Jack had Irish charmed
SOME years after he’d helped England win the 1966 World Cup, Jack Charlton wrote a letter to the Football Association, offering them his services as the national side’s next manager. They never wrote back.
FINDING JACK CHARLTON (BBC2, 9pm) recalls the alternative national managerial role the former Leeds United defender was destined to take, spending 10 extraordinary years in charge of the Republic of Ireland national team.
It’s the story of a man who worked minor miracles, and who defied the odds – what with him being an Englishman and that – to acquire hero status. Jack took his adopted nation to Euro 1988, then to its very first World Cup, then to its very second. In 1996 he was awarded honorary Irish citizenship.
But Finding Jack Charlton is also desperately poignant.
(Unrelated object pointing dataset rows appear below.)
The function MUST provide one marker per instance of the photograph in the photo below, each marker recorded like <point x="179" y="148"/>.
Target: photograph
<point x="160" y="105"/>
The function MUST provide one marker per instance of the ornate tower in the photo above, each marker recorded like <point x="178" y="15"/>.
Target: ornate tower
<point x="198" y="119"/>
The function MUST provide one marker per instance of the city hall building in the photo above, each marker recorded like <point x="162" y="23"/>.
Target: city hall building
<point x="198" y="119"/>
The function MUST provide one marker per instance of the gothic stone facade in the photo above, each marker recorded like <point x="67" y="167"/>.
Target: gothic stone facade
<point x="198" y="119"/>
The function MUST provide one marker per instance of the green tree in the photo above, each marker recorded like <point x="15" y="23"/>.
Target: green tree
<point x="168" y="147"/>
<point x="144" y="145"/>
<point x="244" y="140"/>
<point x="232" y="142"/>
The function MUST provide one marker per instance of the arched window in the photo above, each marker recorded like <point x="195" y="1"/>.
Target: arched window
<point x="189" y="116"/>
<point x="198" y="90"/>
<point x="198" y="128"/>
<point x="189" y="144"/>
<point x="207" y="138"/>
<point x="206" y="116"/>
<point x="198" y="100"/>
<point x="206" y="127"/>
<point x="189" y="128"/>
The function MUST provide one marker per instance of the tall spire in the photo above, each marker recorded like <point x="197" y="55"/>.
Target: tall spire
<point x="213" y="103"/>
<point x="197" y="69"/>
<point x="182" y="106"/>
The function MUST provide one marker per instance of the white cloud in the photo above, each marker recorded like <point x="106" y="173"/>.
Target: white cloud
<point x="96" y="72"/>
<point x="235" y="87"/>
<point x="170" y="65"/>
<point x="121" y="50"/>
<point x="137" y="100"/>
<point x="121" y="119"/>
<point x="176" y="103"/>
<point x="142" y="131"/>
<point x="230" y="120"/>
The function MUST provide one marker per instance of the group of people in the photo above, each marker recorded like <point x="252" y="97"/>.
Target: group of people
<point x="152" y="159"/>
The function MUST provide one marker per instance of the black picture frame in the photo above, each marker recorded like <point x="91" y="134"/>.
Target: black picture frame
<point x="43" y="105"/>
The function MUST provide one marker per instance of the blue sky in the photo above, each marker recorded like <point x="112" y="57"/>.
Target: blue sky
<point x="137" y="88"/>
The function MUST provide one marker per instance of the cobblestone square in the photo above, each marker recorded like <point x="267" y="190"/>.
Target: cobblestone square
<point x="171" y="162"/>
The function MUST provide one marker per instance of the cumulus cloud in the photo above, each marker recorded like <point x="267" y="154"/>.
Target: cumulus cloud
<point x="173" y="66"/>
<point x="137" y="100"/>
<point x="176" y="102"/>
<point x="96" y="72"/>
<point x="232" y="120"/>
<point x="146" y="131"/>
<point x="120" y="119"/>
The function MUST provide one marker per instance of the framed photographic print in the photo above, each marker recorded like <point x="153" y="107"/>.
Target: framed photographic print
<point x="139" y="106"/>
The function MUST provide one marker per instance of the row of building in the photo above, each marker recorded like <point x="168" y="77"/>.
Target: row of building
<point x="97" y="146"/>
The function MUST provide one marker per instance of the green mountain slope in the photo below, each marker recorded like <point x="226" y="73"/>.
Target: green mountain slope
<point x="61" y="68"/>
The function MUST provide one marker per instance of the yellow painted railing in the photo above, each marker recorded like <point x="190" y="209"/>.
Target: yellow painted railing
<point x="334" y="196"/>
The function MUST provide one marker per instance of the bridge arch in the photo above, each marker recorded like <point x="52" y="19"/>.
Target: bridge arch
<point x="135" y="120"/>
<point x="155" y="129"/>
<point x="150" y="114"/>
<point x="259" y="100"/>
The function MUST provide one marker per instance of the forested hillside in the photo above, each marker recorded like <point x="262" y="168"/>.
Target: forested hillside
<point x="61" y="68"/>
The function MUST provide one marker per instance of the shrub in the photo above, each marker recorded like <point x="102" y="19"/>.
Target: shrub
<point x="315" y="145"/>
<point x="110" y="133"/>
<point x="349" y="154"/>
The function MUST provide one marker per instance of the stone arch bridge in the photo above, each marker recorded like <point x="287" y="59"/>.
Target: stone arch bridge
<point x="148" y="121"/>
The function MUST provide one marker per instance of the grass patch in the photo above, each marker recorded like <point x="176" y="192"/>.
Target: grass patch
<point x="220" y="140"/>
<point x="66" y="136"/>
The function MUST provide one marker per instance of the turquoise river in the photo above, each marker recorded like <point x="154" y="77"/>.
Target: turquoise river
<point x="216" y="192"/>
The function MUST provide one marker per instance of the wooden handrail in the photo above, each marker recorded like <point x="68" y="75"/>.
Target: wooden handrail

Filmed at the family’s Northumberland home during the last 18 months of Jack’s life, it finds this once ebullient, larger-than-life character living with advanced dementia, stripped of the memories in which he should have been able to bask in his twilight years, unable to recall the wonderful moments he’d enjoyed, and which he’d enabled so many others to enjoy.
“They think a lot of you, don’t they, in Ireland?” his wife Pat remarks at one point in the programme, hoping to spark at least a fleeting recollection.
There’s a pause as Jack gazes back at her. “I’ve no idea,” is all Jack can eventually offer by way of a reply.
There could easily have been different versions of Jack Charlton’s story, one perhaps focusing on his role in that 1966 World Cup win, another on his years with Leeds United, where his combative style pretty much personified the us-against-theworld mentality instilled by boss Don Revie.
Neither of those, however, gets more than a brief nod here. Instead, the documentary devotes almost its entire 90 minutes to Jack’s time with the Republic of Ireland side, mostly because his success in that job had an impact far beyond mere football.
As underlined here by many of the non-sporting contributors, including former Taoiseach Bertie Ahern, writer Roddy Doyle and musician Larry Mullen, the achievements of Charlton’s team were a huge morale booster for the Irish nation at a transitionary point in its history.
And it’s clear that Jack and the Irish job were the perfect fit. He and the English job would never have been – just as he was the Charlton brother who was never going to be made a Sir.
“The reason I think he’s not been given a knighthood,” wife Pat remarks, “is because he’s never been a ‘yes’ man.
“And if he’s upset anybody, well, tough!”